Determining the key facets of the work

Of the facets previously enumerated, the external factors, like the references in a work and the information about the context surrounding a work can most often be presented as text and handled with standard didactic approaches and relevant appropriate accessibility techniques. The other facets, which are more directly focussed on the artist, the work and the audience will be explored in greater detail.

When approaching the translation of an artwork into another sensory mode you must first answer the following: Should you be focussed on re-presenting the idea behind the work, the process involved in creating the work, the work itself or the experience that the work creates for the audience. In some cases, such as scored musical compositions or scripted plays and performances, there is the additional question: Should you translate the score / script or an interpretation of the it.

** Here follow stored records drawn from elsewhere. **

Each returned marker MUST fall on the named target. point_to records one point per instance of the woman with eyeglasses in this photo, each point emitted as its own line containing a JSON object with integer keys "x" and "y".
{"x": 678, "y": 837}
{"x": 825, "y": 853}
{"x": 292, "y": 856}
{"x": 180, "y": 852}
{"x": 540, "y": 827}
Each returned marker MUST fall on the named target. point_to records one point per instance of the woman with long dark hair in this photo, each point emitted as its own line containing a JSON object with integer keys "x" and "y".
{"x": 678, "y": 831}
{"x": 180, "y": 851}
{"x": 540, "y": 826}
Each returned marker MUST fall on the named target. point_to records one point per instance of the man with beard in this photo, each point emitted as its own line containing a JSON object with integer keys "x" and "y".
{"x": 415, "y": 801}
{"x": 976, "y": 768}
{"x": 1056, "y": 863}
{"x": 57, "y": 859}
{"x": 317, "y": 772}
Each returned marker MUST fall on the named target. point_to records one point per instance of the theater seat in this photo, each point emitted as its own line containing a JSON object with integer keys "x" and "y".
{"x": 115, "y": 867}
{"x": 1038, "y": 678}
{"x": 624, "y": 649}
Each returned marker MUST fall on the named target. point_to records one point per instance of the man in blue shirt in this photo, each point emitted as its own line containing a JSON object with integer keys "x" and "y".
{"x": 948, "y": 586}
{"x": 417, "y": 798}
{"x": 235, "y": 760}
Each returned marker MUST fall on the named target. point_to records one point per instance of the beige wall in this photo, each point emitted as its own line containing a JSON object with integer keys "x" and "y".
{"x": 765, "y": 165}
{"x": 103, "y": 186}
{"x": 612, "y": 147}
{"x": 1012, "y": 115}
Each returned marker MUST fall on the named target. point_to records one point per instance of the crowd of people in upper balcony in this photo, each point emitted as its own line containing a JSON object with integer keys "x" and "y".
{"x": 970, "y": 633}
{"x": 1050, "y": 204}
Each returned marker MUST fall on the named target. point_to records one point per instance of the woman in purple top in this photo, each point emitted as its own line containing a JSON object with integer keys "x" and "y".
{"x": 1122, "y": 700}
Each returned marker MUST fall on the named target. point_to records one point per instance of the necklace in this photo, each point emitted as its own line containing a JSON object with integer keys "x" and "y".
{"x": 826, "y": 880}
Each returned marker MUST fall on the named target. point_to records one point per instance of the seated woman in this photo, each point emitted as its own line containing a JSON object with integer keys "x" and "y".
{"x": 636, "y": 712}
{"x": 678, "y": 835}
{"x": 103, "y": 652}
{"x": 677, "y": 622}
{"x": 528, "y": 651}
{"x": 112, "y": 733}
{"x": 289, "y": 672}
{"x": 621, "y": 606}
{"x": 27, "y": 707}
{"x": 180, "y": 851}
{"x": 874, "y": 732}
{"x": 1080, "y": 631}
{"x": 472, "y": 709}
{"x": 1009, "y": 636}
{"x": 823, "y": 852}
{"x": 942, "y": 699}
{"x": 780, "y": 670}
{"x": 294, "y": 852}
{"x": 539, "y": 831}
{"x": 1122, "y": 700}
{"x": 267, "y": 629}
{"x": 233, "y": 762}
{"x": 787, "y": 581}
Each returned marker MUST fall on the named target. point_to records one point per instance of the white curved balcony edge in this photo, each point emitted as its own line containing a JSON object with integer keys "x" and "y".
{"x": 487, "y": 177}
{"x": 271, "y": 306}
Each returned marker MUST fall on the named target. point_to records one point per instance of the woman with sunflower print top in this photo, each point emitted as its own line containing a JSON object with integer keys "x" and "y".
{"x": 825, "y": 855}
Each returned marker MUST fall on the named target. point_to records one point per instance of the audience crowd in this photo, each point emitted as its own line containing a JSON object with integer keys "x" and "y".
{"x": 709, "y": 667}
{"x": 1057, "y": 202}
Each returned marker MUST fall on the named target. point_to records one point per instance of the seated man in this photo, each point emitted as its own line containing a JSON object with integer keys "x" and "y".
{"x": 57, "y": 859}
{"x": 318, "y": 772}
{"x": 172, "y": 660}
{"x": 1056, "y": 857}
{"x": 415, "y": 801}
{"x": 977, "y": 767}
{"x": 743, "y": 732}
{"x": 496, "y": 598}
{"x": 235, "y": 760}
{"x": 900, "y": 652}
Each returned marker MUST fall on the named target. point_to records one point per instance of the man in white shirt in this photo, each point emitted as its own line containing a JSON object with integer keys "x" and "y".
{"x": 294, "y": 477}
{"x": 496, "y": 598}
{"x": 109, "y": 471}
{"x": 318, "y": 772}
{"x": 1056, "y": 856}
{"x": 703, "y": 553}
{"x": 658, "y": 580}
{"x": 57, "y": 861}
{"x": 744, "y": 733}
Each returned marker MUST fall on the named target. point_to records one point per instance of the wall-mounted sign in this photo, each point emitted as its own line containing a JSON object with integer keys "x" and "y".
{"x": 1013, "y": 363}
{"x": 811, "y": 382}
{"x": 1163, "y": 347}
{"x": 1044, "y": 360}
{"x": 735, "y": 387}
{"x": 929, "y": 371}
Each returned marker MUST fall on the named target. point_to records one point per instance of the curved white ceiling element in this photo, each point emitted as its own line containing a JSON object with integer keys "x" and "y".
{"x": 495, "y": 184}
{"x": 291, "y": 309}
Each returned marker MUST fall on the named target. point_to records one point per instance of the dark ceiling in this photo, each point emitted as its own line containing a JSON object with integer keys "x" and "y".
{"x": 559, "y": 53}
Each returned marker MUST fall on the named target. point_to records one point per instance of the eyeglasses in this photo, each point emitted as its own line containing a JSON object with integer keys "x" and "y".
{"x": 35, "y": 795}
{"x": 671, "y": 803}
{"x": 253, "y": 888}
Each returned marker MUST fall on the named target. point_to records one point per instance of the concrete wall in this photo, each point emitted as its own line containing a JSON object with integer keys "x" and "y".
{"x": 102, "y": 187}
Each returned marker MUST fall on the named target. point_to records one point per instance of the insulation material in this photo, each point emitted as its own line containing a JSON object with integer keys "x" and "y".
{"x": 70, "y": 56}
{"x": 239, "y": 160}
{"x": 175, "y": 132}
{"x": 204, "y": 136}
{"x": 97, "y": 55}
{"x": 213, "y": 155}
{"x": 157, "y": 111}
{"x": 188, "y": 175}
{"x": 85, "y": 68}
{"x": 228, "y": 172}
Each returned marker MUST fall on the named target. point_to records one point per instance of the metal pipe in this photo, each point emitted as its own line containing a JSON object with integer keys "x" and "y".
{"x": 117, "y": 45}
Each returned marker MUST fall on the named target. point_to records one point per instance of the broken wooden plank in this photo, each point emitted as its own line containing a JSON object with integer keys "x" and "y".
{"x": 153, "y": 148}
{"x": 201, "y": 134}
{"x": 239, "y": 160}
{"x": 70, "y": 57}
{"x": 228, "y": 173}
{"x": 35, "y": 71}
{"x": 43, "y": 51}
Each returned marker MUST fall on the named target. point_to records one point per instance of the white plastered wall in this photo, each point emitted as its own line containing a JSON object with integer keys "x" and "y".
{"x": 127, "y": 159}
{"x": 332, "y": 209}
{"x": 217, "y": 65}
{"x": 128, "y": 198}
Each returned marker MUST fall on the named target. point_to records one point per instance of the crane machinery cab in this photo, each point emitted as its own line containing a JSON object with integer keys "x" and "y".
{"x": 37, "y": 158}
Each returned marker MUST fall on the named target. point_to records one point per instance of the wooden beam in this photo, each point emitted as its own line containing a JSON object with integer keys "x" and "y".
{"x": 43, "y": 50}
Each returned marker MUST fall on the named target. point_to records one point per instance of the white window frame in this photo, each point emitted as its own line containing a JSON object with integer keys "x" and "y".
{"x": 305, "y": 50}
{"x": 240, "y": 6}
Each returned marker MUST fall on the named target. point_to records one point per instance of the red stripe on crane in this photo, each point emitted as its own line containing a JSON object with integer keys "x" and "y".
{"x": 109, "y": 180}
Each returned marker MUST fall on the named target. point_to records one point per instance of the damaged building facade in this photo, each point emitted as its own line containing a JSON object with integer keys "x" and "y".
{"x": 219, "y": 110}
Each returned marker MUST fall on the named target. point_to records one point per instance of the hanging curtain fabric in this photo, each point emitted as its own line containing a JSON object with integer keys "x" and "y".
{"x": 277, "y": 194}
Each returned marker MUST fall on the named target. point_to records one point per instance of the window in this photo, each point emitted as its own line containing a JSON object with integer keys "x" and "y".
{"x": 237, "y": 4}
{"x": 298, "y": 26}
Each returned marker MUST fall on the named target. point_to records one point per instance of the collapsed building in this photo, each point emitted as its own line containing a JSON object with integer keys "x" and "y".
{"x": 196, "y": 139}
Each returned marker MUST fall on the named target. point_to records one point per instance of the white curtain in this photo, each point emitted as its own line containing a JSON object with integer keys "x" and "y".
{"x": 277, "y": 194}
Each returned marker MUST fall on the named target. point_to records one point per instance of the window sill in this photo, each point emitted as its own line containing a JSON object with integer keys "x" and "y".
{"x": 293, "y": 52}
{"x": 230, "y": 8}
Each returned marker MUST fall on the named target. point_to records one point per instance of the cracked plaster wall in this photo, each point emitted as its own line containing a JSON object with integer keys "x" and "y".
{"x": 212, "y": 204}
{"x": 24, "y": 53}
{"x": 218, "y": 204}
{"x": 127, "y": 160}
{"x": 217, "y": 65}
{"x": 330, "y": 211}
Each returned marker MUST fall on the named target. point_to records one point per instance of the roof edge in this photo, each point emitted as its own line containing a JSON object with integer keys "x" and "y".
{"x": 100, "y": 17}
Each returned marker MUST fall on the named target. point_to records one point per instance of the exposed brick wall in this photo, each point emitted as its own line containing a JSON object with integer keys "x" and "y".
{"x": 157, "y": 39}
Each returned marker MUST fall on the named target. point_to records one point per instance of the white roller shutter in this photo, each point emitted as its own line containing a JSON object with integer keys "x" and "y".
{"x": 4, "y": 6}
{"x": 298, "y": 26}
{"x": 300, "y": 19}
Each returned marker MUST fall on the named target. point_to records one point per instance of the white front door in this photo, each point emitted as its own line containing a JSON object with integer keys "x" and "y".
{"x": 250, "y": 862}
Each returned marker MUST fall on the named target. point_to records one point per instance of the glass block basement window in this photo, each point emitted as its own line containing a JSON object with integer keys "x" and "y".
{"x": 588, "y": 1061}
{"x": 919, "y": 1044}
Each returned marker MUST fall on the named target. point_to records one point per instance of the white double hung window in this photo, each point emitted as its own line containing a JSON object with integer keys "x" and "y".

First let's look into art that prioritizes process.

Process

Process Art was a specific movement in the mid-1960s in which artists allowed the process of making art to follow its own inherent tendencies, rather than following a predetermined plan. Robert Morris made work by making long cuts into lengths of felt, and then hanging them on a nail and allowing them to find a their own form based on the properties of the felt under the influence of gravity. The process of making the work was usually clearly visible in the finished work.

But the importance of the process in a work is not limited to a particular school or movement. For some artists, focussing on the process is a philosophical position. For others it is simply that they find the results are better when they focus on process rather than product. In other cases, there is no product, or the product is completely incidental, and the work is essentially a kind of ritual or performance carried out by the artist.

If process is a key facet in the work in the sense that the process remains visible in the result, then we must be careful to try and preserve the artifacts of the process in the translation. This might result in a translation that less accurately reflects the finished work, but more accurately reflects the process by which it was made.

If the process is akin to a performance, then the work likely exists most importantly in documentation and description. The challenge shifts to making the documentation accessible. Even where there is tangible work, making any extant documentation accessible may be the highest priority, depending on the specifics of that particular work. In some cases, a more effective approach may be to enable the audience to re-inact the process/performance, especially where the process involves modalities in which the audience has more facility than the sensory modes required to access the documentation or the realized work.

The artist's established intent can be a useful guide in sorting through these priorities.